For most of my life I had little interest in seeing Billy Joel. I knew all his big hit singles and that he was revered as a singer-songwriter and pianist with a long history, almost like America’s answer to Elton John, but had a passing interest at best in his music.
That all changed nearly three years ago when a friend of mine won tickets for his Wembley Stadium show, and I was blown away by the showmanship, the quality of his band and of course those songs. Put this way, in that year’s GRTR! end of year best ofs it was second only to Springsteen and the E Sreet Band as my concert of the year.
He only does occasional shows in the UK, so when another Wembley stadium date was announced, this time I bought tickets in a shot. The man himself introduced both shows identically, saying ‘I haven’t got any new stuff for you – just the same old shit’.
Two things though had changed – rather than a chilly autumn night it was a hot summer one on the longest day of the year; and while last time he regularly offered the crowd a ‘fielder’s choice’ between two songs – usually an obscure album cut and a better known one - he stuck to a pre-determined set on this occasion.
In a low key opening, it was also a surprise to see his bald, besuited figure come on stage playing guitar, to the heartland rock sounding and rather too quiet ‘A Matter Of Trust’, though normal service was soon resumed as he took to piano to deliver, surprisingly early, one of his best known songs ‘My Life’ in trademark fashion. But the dominant keyboard sound on ‘The Entertainer’ was the almost Styx-like synthesisers from David Rosenthal, one of two former Rainbow members in the line up, along with Chuck Burgi on the drums.
Billy’s voice has weathered pretty well over his 70 years, while his between song intros showed some typically mordant New York wit, though he also told tales of the influences of his ancestors this side of the pond and played the odd snatch of tradional English songs.
Favourites like ‘Vienna’ and ‘Only The Good Die Young’ and much-loved hits – ‘Don’t Ask Me Why’ and ‘She’s Always A Woman’, which had people waving their arms and trying to pick themselves out on the big screen as the camera panned the crowd, were interspersed with those two story songs of American working life, ‘Allentown’ and ‘The Downeaster Alexa’. The nearest to an obscurity, at least to my ears, was ‘The Ballad Of Billy The Kid’, the band effectively creating some very western-like sound effects.
Songs such as ‘Say Goodbye to Hollywood’ and ‘Moving Out’, which really grew on me as it progressed, were greatly enhanced by a trio of sax players, with more rock connections as they included former Foreigner sideman Mark Rivera and Crystal Taliefero, for a long time in John Mellencamp’s band.
Whether ‘New York State Of Mind’, featuring a haunting sax solo, whose sense of swing could almost have come from the ‘Rat Pack’ era, or ‘River Of Dreams’ with its doo wops- here interspersed with a cover of ‘I Feel Fine’ – many of the master’s songs stray far from this website’s usual musical territory.

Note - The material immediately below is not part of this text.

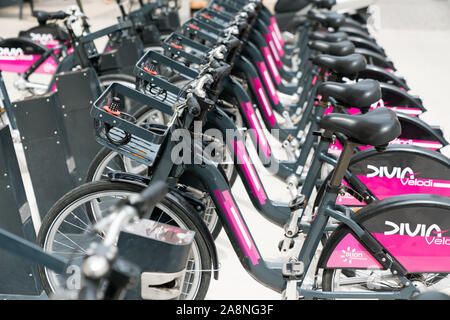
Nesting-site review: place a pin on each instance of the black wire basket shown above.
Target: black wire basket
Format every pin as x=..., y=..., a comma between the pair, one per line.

Yet he and his band do rock out as required from time to time, as they did here mid-set in ‘I Go To Extremes’ and ‘Sometimes A Fantasy’ which had an almost Cars-like new wave feel.
After an unexpected diversion of Billy accompanying band member Mike DelGuidice as he sang ‘Nessun Dorma’, we moved into the home straight with fan favourite ‘Scenes From An Italian Restaurant’, almost a Sondheim-esque mini-musical in itself, before as light belatedly fell everyone’s phones lit up as they sang and swayed to ‘Piano Man’ though it was disappointing that the sound of the actual vocals coming from the originator on stage sounded so muted.
For the first encore Billy came back on stage wielding a guitar for the one song in his repertoire that is probably most suited to the stadium rock experience – with a backdrop of flames and photos of all those post-war world events so craftily namechecked in it, I was up rocking out and singing along to ‘We Didn’t Start The Fire’.
We were now in super hit territory as scarcely a person was not on their feet dancing and singing to ‘Uptown Girl’ and ‘Its Still Rock’ n’ Roll To Me’, before Billy returned to piano, leading the band through some almost E Street Band-like, brassy rock’n’roll ensemble playing during ‘Big Shot’ and set closer ‘You May Be Right’, even with a snatch of Zeppelin’s ‘Rock and Roll’ with Mike singing.
The quality of the songs meant that in a set just tipping 2 hours he could afford to omit ‘Just The Way You Are’, ‘Tell Her About It’ and ‘An Innocent Man’ with few complaints. Yet I hadn’t enjoyed it quite so much as the 2016 show, partly as nothing can ever be as good as the first time, but also the way this show which took place almost wholly in daylight emphasised he is not the most natural stadium act.
It would have been lovely, if unrealistic, for him to repeat his famous Madison Square Garden residency, say at the Arena down the road or even Hammersmith Odeon (as it shall always be called). Nevertheless that was a small reservation about a highly enjoyable evening watching one of America’s greatest stars of the rock era, backed by a class band, cantering through his legacy.